At the Pilot House Restaurant, you can see the east end of the Cape Cod Canal from pretty much every seat. A step down here, a couple of steps up there, and you get a multi-level extravaganza of entertaining views.
Of course, Gina and the Big Dog sat at the bar, where you get peeks of sparkly water but not much else in terms of view. We did get to see an excellent golf tournament on TV, and we had a great view of the Pilot House’s excellent selection of unusual wines.
We don’t usually dwell on the alcohol, but let us do that for a moment. We ordered two glasses of Cabernet Sauvignon in order to compare them: one Justin, which we had only ever seen by the bottle at The Rye Tavern in Plymouth, and a Josh Cellars, which the Big Dog gets at The Lobster Trap in nearby Pocasset (and which we just realized we’ve never mentioned). Lucky Gina got the $12 Justin, and the Big Dog got the $8 Josh. Both were rich, lush Cabs, full of fruit but not jammy, but when it came time to order a second glass we decided that the distinction wasn’t worth $4, and we ordered another pair of Joshes.
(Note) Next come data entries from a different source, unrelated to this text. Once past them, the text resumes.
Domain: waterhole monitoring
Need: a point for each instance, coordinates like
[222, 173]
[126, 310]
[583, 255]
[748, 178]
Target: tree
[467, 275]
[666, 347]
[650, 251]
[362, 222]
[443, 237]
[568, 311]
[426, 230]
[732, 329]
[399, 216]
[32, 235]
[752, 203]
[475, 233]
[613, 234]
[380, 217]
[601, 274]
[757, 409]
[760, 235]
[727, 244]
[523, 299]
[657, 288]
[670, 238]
We note that a Chardonnay drinker beside us was delighted to see a La Crema on the wine list, but balked at the $11 pricetag. Lucky for her, apparently, her blustery male companions insisted ordered the La Crema over her objections.
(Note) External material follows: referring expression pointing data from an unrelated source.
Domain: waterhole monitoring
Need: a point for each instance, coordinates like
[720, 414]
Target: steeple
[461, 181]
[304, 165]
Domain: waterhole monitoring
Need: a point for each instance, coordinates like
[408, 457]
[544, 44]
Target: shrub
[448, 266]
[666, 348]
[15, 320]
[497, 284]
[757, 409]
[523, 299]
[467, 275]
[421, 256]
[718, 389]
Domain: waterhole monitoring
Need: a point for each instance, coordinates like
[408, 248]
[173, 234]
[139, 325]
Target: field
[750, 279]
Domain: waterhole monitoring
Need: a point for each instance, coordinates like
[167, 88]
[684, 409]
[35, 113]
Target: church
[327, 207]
We’re sure that you could order soup, salad, and entrees at the Pilot House, and maybe a dessert, and enjoy them all. But do what we did, and you’ll be just as happy.
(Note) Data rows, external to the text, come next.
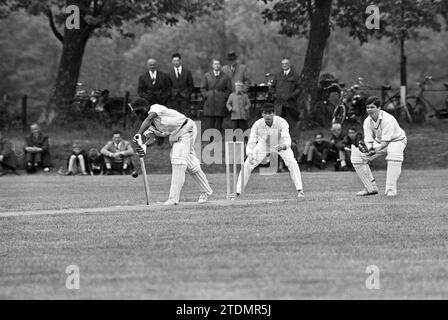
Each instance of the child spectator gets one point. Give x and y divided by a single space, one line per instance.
77 159
95 162
238 105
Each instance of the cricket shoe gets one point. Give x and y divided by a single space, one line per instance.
170 202
365 192
390 193
203 197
To start, we ordered the cold seafood sampler ($15.95). It came with a lobster claw, two oysters, two littlenecks, and four peel-and-eat shrimp. We don’t share the same taste in seafood, and this was a perfect arrangement, with us each getting plenty of the stuff we like. The platter came with plastic cups of horseradish, cocktail sauce, and a vinegar concoction that Patricia the bartender explained was “minuet sauce — some people like it with their oysters.” The oysters were from Barnstable, we learned, and everything was clean and crisp and fresh.
We then ordered a haddock chowder special ($5.95) and blackened swordfish with lemon caper butter special ($12.95). We informed Patricia that we intended to split both, and she facilitated that with extra spoons and plates.
The chowder was outstanding. We don’t mean it was good. We mean that if we do a chowder contest: sorry, kids, but we’re picking the Pilot House. We mean that if we’re marooned on a desert island, the one food we want with us is Pilot House chowder. We mean that if we’re elected president, this soup will be served in the White House. We mean… well, you get the picture. We all have our pet peeves about chowder: too thick, too thin, potatoes too big, insufficient protein, etc., but we dare you to find something wrong with this creamy, bacony, thyme-y bowl of bliss.
The salad was a very fresh lettuce mix with some added oomph — maybe brussels sprouts leaves? — with grape tomatoes, a few European cucumber slices, some red onion, and the best house-made Italian dressing we have ever tasted. No need to tart up this basic oil and vinegar emulsion with herbs or cheese.
The swordfish was good. The butternut squash served alongside was also good. The mashed potatoes were fluffy, smooth, and delicious.
The Pilot House isn’t new. The building has clearly been there for a long time, although the interior has a fresh updated feel, and the operators tout some significant experience in the area. It was new to us, though, and we look forward to returning for outdoor dining as the weather warms.